Year 8 students are at an age when they are beginning to flex their wings. Arriving at the beginning of Year 7, they have a timidity and insecurity. A year ago, they had just arrived from primary school and the “big” school was a new and intimidating place, a place where they would pass two metre tall Year 11 students in the corridor and where they would encounter very streetwise students from Years 9 and 10. A year later, there is a new cohort of Year 7 students and the Year 8 classes regard themselves as old hands.
Thus the question about earrings. I am not sure of the answer. Of course, the prohibition of hooped or dangly earrings has a logic about it, there is the possibility of them becoming caught in something. In situations where rows might flare up between students, there is the possibility of the earrings being caught by someone.

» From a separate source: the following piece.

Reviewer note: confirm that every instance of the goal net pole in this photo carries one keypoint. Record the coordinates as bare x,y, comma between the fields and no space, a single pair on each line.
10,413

Insisting that only stud earrings may be worn is a sensible course of action, but why only one pair?
The answer would presumably be that it is part of the school’s uniform policy and, if there is to be a policy, it must be upheld.
Uniform contributes much to the ethos of an institution. Smart uniform creates a sense of pride, of solidarity, of discipline. Uniform can be a very egalitarian, community-building, identity-creating thing. School colours and ties can become something in which people may take pride years after they have left an institution. But the people concerned, it is a matter of rules.
Had I been a student sitting in the classroom and not a teacher standing at the front, I might have asked a similar question. If something was not perceived to have a detrimental effect upon a student’s capacity to learn, then why was it a rule?
There seems much in the daily life of any school that seems arbitrary. Perhaps being faced with the sheer arbitrariness of school rules is a useful part of the preparation of students for life beyond the school gates.
If school life is arbitrary, it is a model of logic and consistency when compared with life in the adult world where choices are often without logic or consistency. The student who suggested that having a second pair of earrings might not affect one’s education may become a woman who asks questions about why people do what they do, why they spend what they do, why, when there are no rules, they are so dully conventional.